I would just like to say a great big thank you to all who organised Waxstock especially John [Zaino] PJ and Dom [Dodo Juice] and there teams and not forgetting Detailing World who with out this forum we would not have Waxstock also all the sponcers for prizes etc
The judges had a very difficult day with the quality of cars in the final 16 and it was great to make new friends and meet fellow detailers
I had a great weekend with my old green machine and coming runner up finished the weekend off perfectly
I got home at 10-30 Sunday night covering nearly 500 miles 
Well as much as i would like to sit here and chat all day i have to get my car ready for next weekend for a show at Glamis Castle Near Dundee so out i go into the garage to try out all my new products i won with part of my prize
Thanks Again Guys and Ladies


My Runner up Prize


----------



## nick_mcuk (Jan 4, 2008)

Well done Jim justly deserved 2nd place mate....was lovely seeing you and your wife again, always a pleasure to have a chat and natter


----------



## Nick's CTR (Jul 6, 2006)

Well done Jim, car looked even better than last year.
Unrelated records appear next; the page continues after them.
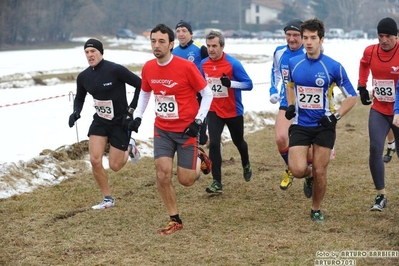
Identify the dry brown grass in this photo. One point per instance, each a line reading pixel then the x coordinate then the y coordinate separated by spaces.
pixel 252 223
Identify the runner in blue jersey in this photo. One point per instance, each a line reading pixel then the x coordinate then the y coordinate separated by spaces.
pixel 192 51
pixel 279 76
pixel 311 80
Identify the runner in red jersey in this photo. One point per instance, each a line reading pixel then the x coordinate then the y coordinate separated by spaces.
pixel 382 60
pixel 175 82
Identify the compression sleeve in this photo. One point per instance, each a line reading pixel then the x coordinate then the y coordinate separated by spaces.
pixel 207 96
pixel 364 66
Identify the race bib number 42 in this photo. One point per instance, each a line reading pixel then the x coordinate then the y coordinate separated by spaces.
pixel 218 90
pixel 104 109
pixel 166 107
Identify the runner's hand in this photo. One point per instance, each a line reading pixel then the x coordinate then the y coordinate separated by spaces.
pixel 290 112
pixel 134 124
pixel 127 118
pixel 328 121
pixel 364 95
pixel 72 118
pixel 274 98
pixel 225 81
pixel 193 129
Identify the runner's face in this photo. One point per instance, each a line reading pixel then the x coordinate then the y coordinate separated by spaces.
pixel 293 39
pixel 215 51
pixel 93 56
pixel 183 35
pixel 386 41
pixel 312 43
pixel 161 46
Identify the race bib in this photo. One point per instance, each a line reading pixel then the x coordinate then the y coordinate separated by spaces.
pixel 310 97
pixel 384 90
pixel 218 90
pixel 166 107
pixel 104 109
Would have had a chat about the car, but didn't want to interrupt your lunch


----------



## WHIZZER (Oct 25, 2005)

Well done Jim - top work and some very limited prizes in your haul


----------



## ImDesigner (Jan 19, 2012)

Well done on your second place Jim. Fantastic car.


----------



## Rollini (Mar 23, 2012)

Well done mate. 

Passed you on the a1 you flashed at us (2 white Astras in convoy) must say a well worthy second place! Car looked lovely!!


----------



## MEH4N (Mar 15, 2012)

Well done on the win. Lovely car you have Jim. I felt like drooling over it. Mint is an understatement.


----------



## fatttty (Jan 5, 2013)

Well done Jim! Very well deserved!


----------



## RS2 (Dec 27, 2009)

Well done jim


----------



## herbiedacious (Sep 27, 2010)

Well done Jim. Always the bridesmaid eh? Your car looked gorgeous as ever, hard to believe she's not a Trailer Queen. Nice looking trophy too.


----------



## Mikej857 (Jan 17, 2012)

Have to say after seeing this in the flesh it really is a credit to you Jim and the hard work that go's into keeping it in the condition I saw it in.

Lovely car


----------



## 888-Dave (Jul 30, 2010)

Fantastic to see you well up there again Jim even with the competition being even higher this year. Very well done and some crackin prizes there too


----------



## gtmin (Aug 1, 2012)

Well done Jim, you did well


----------



## Tiglet (Aug 5, 2012)

*Well done*

Hi Jim.

Must say it was a pleasure to meet you and your wife...Andy said you would get 1st and was willing you on, but well done on the 2nd place so pleased for you and love your car..hope to see you again somewhere in the UK or Scotland .

Take care

Anita and Andy


----------